SINI has four buildings, the temple, the school, and then two wings of boarding. One for volunteers, and guests and the other for the monks that board here on a three-year program.
SINI has many purposes, but the one that I related to best is the English for Dharma purpose.
This program is a three-year long program, for both students and teachers and designed to provide students from Tibetan monasteries with complete English language immersion both residentially and academically.
These monks sit daily with the staff not only in classrooms but in the dining hall and out and about on field trips or daily errands into town.
This is where I ran straight into a western prejudice and more importantly a western privileged way of thinking.
When in Tibet, these monks learn by rote. They can recite the sutras beautifully in their own native language, and then many can continue to do so in Sanskrit and/or Pali, but that is where we diverge radically.
When you are taught by rote, you know the words, but do you know the actual meaning of the words? Do you understand what is behind the words that you speak?
When you learn by rote, do you understand that to question is the greater path to learning?
When you learn by rote do you really learn anything at all?
I have spoken to the teachers about how rewarding and yet difficult it is to teach in these circumstances.

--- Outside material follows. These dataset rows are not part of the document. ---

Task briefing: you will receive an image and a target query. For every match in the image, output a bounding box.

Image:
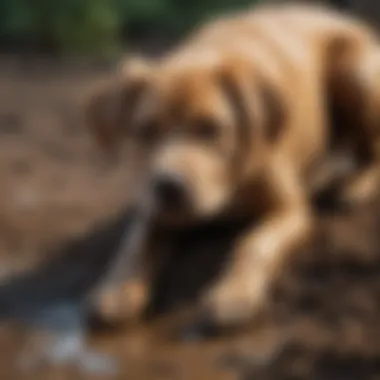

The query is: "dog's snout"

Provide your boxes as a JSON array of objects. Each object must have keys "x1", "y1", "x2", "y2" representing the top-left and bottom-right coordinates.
[{"x1": 153, "y1": 174, "x2": 187, "y2": 208}]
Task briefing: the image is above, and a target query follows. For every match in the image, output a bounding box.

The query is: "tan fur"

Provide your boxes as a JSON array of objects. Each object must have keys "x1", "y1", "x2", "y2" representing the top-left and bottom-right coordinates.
[{"x1": 86, "y1": 4, "x2": 380, "y2": 327}]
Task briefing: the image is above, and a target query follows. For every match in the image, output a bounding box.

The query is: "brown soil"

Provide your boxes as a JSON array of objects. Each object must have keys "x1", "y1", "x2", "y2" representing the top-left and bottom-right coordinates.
[{"x1": 1, "y1": 55, "x2": 380, "y2": 380}]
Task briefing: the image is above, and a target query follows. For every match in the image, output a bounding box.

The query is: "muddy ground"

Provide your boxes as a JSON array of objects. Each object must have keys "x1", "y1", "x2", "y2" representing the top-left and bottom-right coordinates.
[{"x1": 1, "y1": 56, "x2": 380, "y2": 380}]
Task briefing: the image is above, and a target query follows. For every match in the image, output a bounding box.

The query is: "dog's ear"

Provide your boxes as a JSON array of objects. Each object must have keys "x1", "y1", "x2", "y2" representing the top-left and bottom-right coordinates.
[
  {"x1": 85, "y1": 57, "x2": 152, "y2": 151},
  {"x1": 257, "y1": 80, "x2": 287, "y2": 143},
  {"x1": 218, "y1": 64, "x2": 286, "y2": 145}
]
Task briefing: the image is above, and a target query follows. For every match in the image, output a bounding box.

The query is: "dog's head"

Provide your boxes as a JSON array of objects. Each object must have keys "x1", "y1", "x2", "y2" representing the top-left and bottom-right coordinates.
[{"x1": 86, "y1": 55, "x2": 286, "y2": 225}]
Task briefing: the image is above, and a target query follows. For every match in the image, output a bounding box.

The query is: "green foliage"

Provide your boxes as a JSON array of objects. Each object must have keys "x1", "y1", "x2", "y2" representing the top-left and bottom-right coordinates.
[
  {"x1": 0, "y1": 0, "x2": 261, "y2": 56},
  {"x1": 0, "y1": 0, "x2": 121, "y2": 57},
  {"x1": 51, "y1": 0, "x2": 121, "y2": 57}
]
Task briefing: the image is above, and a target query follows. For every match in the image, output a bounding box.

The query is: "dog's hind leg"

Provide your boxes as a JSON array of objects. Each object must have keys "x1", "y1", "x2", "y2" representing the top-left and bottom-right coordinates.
[
  {"x1": 328, "y1": 46, "x2": 380, "y2": 207},
  {"x1": 344, "y1": 49, "x2": 380, "y2": 205}
]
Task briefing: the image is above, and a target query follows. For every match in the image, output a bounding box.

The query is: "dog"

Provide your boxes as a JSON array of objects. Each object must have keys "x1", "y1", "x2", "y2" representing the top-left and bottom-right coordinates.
[{"x1": 85, "y1": 3, "x2": 380, "y2": 329}]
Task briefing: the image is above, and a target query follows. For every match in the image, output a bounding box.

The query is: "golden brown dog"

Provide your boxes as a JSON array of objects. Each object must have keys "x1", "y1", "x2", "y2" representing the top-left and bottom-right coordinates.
[{"x1": 85, "y1": 4, "x2": 380, "y2": 328}]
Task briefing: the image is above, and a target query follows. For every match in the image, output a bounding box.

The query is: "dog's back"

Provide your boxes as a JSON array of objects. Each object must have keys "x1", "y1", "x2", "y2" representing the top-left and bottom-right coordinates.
[{"x1": 159, "y1": 4, "x2": 379, "y2": 185}]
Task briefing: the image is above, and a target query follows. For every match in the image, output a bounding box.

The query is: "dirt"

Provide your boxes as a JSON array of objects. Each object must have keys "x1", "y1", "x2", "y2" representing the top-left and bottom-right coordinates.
[
  {"x1": 1, "y1": 55, "x2": 380, "y2": 380},
  {"x1": 0, "y1": 56, "x2": 135, "y2": 279}
]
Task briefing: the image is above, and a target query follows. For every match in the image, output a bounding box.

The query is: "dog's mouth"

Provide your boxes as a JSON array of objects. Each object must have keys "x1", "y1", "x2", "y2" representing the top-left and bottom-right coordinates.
[
  {"x1": 152, "y1": 201, "x2": 196, "y2": 227},
  {"x1": 147, "y1": 173, "x2": 196, "y2": 223},
  {"x1": 145, "y1": 172, "x2": 233, "y2": 227}
]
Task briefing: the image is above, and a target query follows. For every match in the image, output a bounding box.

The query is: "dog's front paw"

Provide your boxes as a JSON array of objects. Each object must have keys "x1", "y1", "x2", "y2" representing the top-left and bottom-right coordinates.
[
  {"x1": 89, "y1": 280, "x2": 149, "y2": 327},
  {"x1": 200, "y1": 276, "x2": 267, "y2": 329}
]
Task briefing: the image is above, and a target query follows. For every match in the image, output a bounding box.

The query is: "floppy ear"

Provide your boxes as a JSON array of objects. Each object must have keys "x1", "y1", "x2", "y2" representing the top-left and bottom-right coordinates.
[
  {"x1": 218, "y1": 65, "x2": 286, "y2": 145},
  {"x1": 85, "y1": 57, "x2": 151, "y2": 151},
  {"x1": 257, "y1": 80, "x2": 287, "y2": 143}
]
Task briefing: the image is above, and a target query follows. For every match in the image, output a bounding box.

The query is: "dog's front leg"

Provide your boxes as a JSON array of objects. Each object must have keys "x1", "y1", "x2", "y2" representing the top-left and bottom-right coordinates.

This is NOT a discussion on the students, this is a discussion on the concept of learning and how we are taught effects what we are taught.
This is Khyenrab Wozher. Last night he asked what state in the United States I was from, and I told him California.

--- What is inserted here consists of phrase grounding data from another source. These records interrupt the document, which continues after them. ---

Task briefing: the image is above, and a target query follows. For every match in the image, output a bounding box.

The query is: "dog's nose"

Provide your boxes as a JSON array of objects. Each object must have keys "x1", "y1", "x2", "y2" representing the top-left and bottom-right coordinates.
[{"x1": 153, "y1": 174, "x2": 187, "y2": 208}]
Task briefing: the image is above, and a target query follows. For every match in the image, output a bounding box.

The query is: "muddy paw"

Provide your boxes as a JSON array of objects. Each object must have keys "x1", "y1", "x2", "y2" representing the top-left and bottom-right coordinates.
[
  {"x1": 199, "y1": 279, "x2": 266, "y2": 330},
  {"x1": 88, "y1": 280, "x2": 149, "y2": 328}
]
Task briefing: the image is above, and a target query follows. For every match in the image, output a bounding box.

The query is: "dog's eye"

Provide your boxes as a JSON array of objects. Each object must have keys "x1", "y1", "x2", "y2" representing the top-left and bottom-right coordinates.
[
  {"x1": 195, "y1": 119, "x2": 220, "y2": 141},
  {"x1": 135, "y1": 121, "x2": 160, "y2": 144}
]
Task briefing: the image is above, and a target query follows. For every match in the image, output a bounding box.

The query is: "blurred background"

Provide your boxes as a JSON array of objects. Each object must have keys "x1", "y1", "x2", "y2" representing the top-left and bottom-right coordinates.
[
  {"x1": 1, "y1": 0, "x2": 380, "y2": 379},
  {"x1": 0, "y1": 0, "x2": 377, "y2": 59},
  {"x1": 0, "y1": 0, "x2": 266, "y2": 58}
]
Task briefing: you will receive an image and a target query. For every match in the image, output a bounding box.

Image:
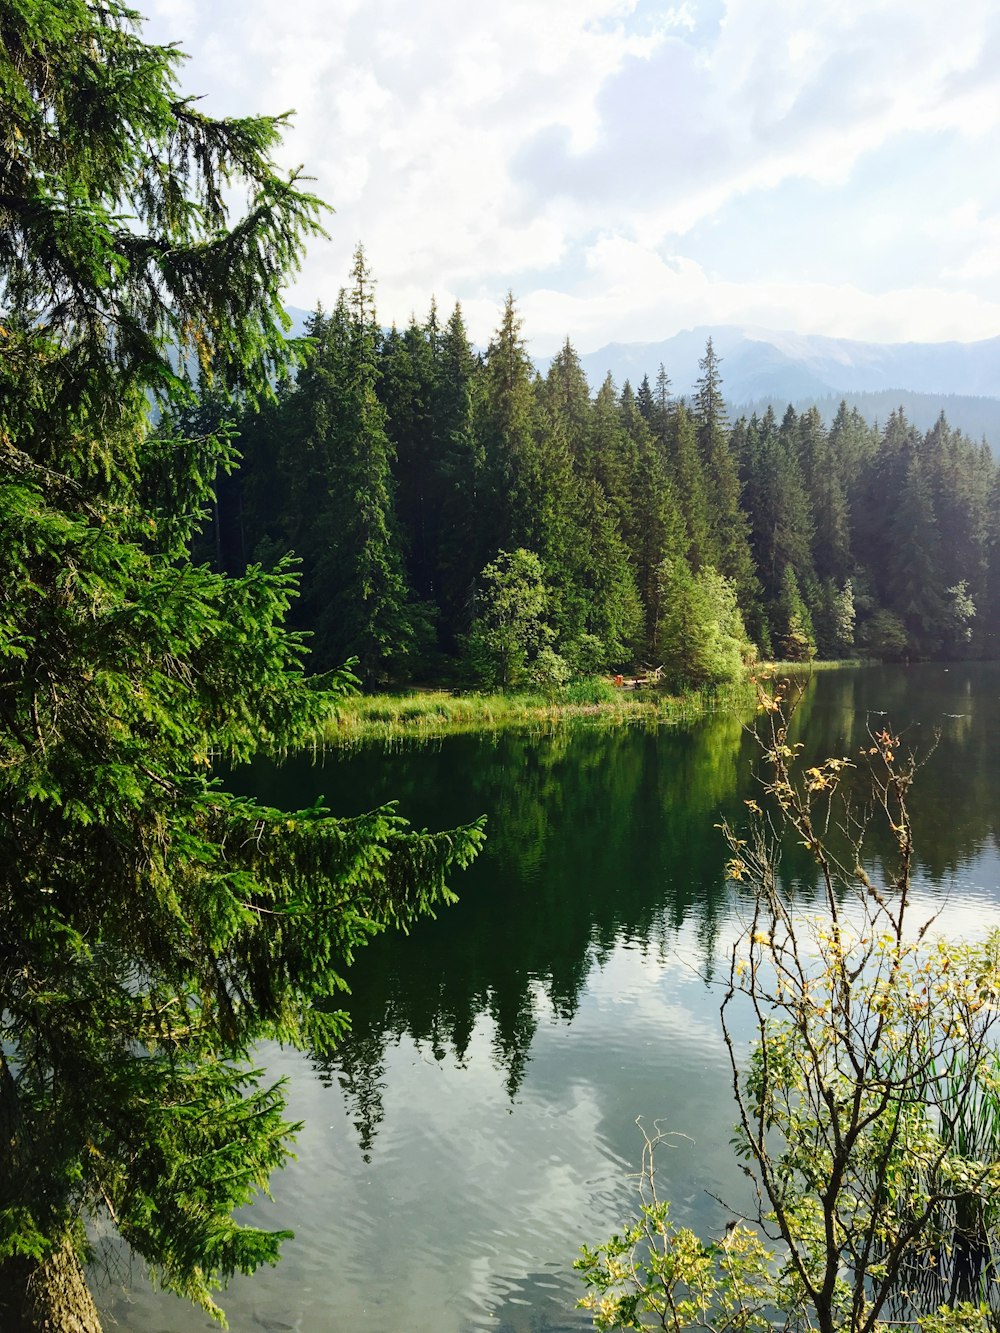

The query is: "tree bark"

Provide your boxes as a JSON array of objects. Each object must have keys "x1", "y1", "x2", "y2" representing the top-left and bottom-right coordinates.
[
  {"x1": 0, "y1": 1059, "x2": 103, "y2": 1332},
  {"x1": 0, "y1": 1235, "x2": 103, "y2": 1333}
]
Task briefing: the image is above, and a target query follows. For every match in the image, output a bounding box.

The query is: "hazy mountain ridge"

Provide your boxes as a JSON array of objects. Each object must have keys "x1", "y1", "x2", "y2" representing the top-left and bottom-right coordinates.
[
  {"x1": 559, "y1": 325, "x2": 1000, "y2": 401},
  {"x1": 542, "y1": 324, "x2": 1000, "y2": 446},
  {"x1": 288, "y1": 307, "x2": 1000, "y2": 445}
]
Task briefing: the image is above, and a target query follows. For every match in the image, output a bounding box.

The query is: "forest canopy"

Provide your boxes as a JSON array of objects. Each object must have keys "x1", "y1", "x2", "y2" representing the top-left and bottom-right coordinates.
[{"x1": 212, "y1": 257, "x2": 1000, "y2": 687}]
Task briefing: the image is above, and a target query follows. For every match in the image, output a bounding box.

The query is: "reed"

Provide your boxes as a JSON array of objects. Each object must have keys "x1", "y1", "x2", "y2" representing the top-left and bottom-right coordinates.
[{"x1": 314, "y1": 678, "x2": 757, "y2": 746}]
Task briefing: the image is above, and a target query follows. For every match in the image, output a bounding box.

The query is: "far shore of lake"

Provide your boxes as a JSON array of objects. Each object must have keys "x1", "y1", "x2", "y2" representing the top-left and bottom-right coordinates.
[{"x1": 315, "y1": 659, "x2": 867, "y2": 746}]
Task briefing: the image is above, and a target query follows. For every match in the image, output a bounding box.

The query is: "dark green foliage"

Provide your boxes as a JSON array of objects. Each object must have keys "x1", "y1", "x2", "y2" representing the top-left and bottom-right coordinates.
[
  {"x1": 664, "y1": 399, "x2": 714, "y2": 571},
  {"x1": 776, "y1": 564, "x2": 818, "y2": 661},
  {"x1": 619, "y1": 382, "x2": 686, "y2": 656},
  {"x1": 430, "y1": 304, "x2": 484, "y2": 646},
  {"x1": 799, "y1": 404, "x2": 851, "y2": 583},
  {"x1": 228, "y1": 305, "x2": 999, "y2": 671},
  {"x1": 884, "y1": 454, "x2": 947, "y2": 652},
  {"x1": 0, "y1": 6, "x2": 484, "y2": 1325},
  {"x1": 741, "y1": 407, "x2": 814, "y2": 626},
  {"x1": 216, "y1": 289, "x2": 996, "y2": 679},
  {"x1": 693, "y1": 340, "x2": 758, "y2": 610},
  {"x1": 275, "y1": 256, "x2": 418, "y2": 682}
]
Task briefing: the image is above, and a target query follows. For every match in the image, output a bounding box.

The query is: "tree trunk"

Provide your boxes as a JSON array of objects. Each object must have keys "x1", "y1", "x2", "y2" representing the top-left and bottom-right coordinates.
[
  {"x1": 0, "y1": 1235, "x2": 103, "y2": 1333},
  {"x1": 0, "y1": 1060, "x2": 103, "y2": 1332}
]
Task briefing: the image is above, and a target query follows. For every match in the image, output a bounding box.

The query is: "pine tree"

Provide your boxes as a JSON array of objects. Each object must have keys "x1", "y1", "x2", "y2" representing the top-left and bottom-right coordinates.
[
  {"x1": 922, "y1": 413, "x2": 994, "y2": 650},
  {"x1": 741, "y1": 407, "x2": 814, "y2": 602},
  {"x1": 635, "y1": 373, "x2": 656, "y2": 425},
  {"x1": 885, "y1": 454, "x2": 947, "y2": 653},
  {"x1": 282, "y1": 253, "x2": 417, "y2": 682},
  {"x1": 477, "y1": 300, "x2": 589, "y2": 655},
  {"x1": 797, "y1": 405, "x2": 850, "y2": 583},
  {"x1": 477, "y1": 293, "x2": 540, "y2": 554},
  {"x1": 619, "y1": 383, "x2": 686, "y2": 657},
  {"x1": 583, "y1": 374, "x2": 640, "y2": 548},
  {"x1": 543, "y1": 338, "x2": 592, "y2": 459},
  {"x1": 657, "y1": 396, "x2": 713, "y2": 573},
  {"x1": 776, "y1": 564, "x2": 818, "y2": 661},
  {"x1": 430, "y1": 302, "x2": 484, "y2": 649},
  {"x1": 0, "y1": 10, "x2": 483, "y2": 1328},
  {"x1": 852, "y1": 407, "x2": 916, "y2": 604},
  {"x1": 380, "y1": 311, "x2": 438, "y2": 604},
  {"x1": 692, "y1": 340, "x2": 757, "y2": 609}
]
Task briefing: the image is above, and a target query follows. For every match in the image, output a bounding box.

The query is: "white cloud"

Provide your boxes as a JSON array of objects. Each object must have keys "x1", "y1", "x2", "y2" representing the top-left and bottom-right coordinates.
[
  {"x1": 521, "y1": 237, "x2": 1000, "y2": 355},
  {"x1": 141, "y1": 0, "x2": 1000, "y2": 353}
]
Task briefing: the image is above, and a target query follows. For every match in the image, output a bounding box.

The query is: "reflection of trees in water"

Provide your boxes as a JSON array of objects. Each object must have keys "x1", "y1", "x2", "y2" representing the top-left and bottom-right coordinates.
[
  {"x1": 311, "y1": 707, "x2": 761, "y2": 1148},
  {"x1": 296, "y1": 665, "x2": 1000, "y2": 1156},
  {"x1": 784, "y1": 663, "x2": 1000, "y2": 885}
]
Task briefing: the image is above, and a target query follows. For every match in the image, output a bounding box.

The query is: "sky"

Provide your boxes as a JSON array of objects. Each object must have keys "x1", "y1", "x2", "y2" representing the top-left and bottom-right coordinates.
[{"x1": 142, "y1": 0, "x2": 1000, "y2": 357}]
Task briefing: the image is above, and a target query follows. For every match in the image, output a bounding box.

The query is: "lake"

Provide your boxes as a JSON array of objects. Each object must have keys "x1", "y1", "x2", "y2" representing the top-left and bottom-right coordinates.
[{"x1": 95, "y1": 663, "x2": 1000, "y2": 1332}]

He instantly said Fire! We are just coming off of the worst fires in Northern California where so many people in the Sonoma/Napa area lost their homes and some their lives.
Khyenrab knew of the fires because they had held a prayer session during the fires, he then insisted that since I was from the area and could smell the smoke that I was very brave to have been in such a dangerous situation.
I attempted to explain that I lived far away but he still was very concerned.
We then had a discussion of the how and why of fire. It is difficult to explain to someone that comes from an area where underbrush is not the most prevalent part of your forest system, and where dryness is the definitely not the norm how a small fire can become a raging fire in just moments. Khyenrab spent a lot of time questioning me and trying to learn.
He asked, what kills fire? I tried to explain that water kills fire, but then one must explain the concept of giant fire hoses and even the idea that airplanes can drop water from the sky. If you had a video it would be simple, but over the dinner table, it is an entirely different skill set for both of us to understand each other.
I was so heartened by his kindness and moved by his intense desire to learn.
SINI is a very special place and my hats are off to each and everyone one that is here, out of the kindness of their hearts, to better the lives of others through their contributions of time and love.
My special thanks to Renatta for sharing her room, her knowledge and her kindness, to Patricia for her eagerness to help me understand the learning process at SINI, to Doug for his laughter and to Andy for his downright American wholesomeness and joy and Todd for helping me teach about fire.